12 pence = 1 shilling; 20 shillings = 1 pound sterling; 21 shillings = 1 guinea.
16 ounces = 1 pound; 14 pounds = 1 stone; 8 stones = 1 hundredweight; 20 hundredweights = 1 ton.
and so on
It didn't make a lot of sense to me, and I sighed with relief when decimalisation came in. BUT... at primary school we did a lot of mental arithmetic: "what's a third of a pound - six shillings and eight pence"; "how many square feet in an acre - 43,560"; "how many fluid ounces in a barrel - 5,760". Ok, most of us needed pencil and paper for the last two, but all but a few were quite able to do this stuff at age 10.

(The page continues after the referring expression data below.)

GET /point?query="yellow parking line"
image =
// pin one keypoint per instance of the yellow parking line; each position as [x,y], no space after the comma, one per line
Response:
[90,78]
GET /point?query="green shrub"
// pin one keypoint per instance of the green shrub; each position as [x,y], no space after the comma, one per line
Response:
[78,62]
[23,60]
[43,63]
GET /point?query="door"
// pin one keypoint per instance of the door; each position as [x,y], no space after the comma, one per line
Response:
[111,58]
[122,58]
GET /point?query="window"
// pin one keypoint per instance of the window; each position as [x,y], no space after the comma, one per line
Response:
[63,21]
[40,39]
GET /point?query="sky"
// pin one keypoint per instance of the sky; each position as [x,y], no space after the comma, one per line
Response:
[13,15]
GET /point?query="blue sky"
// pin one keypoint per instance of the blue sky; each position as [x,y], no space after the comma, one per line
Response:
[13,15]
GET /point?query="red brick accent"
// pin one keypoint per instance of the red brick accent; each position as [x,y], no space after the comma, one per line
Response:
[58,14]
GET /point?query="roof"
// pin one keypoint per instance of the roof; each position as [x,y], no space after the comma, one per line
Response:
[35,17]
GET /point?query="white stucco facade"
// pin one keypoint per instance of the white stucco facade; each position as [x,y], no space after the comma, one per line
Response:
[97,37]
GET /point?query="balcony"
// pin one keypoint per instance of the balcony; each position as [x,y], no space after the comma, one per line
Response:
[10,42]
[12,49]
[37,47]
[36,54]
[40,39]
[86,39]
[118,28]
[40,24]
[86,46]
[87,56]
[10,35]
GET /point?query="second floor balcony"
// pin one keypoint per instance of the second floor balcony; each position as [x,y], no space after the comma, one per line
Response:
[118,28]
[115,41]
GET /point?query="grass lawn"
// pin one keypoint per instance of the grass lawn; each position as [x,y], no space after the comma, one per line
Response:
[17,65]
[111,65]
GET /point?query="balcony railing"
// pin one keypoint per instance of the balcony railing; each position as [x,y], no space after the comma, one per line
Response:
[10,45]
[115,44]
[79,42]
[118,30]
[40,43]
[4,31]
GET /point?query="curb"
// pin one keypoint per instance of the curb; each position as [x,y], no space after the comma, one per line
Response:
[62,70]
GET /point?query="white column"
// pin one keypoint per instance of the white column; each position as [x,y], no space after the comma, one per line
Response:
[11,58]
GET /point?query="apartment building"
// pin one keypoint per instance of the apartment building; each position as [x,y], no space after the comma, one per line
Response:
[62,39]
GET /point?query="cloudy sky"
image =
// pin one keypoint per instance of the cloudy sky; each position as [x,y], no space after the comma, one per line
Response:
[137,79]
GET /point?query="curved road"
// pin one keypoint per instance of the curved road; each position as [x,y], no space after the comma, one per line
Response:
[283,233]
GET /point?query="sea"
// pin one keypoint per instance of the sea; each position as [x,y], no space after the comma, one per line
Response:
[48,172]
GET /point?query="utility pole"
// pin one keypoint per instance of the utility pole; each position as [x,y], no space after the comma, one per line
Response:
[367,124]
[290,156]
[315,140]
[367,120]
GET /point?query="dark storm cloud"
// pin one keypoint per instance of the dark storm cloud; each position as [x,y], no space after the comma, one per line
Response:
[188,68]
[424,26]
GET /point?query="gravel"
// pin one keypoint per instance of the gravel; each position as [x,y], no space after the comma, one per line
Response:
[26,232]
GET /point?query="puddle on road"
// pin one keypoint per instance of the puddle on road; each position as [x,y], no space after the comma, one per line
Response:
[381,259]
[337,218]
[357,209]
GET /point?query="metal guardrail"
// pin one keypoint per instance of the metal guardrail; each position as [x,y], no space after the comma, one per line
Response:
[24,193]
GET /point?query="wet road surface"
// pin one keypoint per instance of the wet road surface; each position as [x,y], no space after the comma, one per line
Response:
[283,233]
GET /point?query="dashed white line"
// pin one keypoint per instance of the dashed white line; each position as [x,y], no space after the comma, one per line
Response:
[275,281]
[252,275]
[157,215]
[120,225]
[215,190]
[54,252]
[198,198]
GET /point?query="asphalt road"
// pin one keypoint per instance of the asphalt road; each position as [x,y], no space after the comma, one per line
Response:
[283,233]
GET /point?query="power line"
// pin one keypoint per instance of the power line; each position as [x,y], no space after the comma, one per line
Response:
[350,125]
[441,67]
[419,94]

When schools were relieved of this burden, they could have expanded teaching of literature, science, languages. Instead they seem to have filled up the time with cutting shapes out of coloured paper and finger painting. So did the more difficult system train our brains better? Probably not, otherwise American kids would be streets ahead of Europeans, which doesn't appear to be the case.

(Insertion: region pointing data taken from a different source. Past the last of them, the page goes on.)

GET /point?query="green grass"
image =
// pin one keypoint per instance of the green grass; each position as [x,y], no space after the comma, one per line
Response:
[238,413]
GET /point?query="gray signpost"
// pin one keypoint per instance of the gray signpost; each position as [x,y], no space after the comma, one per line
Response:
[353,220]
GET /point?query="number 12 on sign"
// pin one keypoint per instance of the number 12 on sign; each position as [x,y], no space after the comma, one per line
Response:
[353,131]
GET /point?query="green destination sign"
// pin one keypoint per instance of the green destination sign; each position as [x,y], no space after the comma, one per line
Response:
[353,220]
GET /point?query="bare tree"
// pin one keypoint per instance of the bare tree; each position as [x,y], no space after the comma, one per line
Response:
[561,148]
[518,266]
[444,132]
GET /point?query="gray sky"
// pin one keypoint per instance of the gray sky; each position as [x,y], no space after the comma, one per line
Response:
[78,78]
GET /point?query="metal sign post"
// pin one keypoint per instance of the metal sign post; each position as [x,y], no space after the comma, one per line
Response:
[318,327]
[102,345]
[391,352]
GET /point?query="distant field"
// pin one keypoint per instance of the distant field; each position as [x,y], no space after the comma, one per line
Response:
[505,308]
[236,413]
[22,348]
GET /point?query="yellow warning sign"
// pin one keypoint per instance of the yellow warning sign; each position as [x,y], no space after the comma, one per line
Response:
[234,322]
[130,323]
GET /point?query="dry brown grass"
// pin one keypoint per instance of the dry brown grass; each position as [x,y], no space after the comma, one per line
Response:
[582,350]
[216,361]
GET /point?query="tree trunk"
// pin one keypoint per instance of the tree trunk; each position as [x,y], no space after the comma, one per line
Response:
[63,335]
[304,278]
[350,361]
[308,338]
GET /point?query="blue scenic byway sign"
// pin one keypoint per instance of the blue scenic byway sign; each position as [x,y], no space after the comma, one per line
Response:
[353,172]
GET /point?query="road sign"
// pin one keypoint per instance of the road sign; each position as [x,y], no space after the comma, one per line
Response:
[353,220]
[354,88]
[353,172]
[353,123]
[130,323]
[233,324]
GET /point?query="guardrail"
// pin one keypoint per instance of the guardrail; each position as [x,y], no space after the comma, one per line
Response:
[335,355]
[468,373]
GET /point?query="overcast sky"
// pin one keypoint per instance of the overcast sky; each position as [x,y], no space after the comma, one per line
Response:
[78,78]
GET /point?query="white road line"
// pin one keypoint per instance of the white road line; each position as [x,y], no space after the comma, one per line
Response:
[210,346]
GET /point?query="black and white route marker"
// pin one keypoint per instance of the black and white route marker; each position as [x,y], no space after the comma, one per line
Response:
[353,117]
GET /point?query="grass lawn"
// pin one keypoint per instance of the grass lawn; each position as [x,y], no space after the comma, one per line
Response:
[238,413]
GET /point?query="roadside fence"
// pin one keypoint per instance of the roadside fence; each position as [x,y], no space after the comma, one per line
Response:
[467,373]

One non-SI unit I can make a case for - the temperature scale. We use Celsius, based on the freezing and boiling points of water, split into 100 steps of 1 degree. Fahrenheit used the interval between the lowest temperature he could reach, and human body temperature (he must have been running a slight fever that day). The result is a scale which covers all the temperatures we normally encounter weatherwise. That's what we mostly use temperatures for, and it's meaningful. Temperature in the 30s - icy; in the 40s - chilly; in the 50s - cool; in the 60s - warm; in the 70s - hot. With Celsius, most of the day-to-day temperatures are in the bottom third of the scale, with some leaking down to minus. Is that logical? Or is it a case, as the Americans say, "that's what we're used to, so we're sticking with it."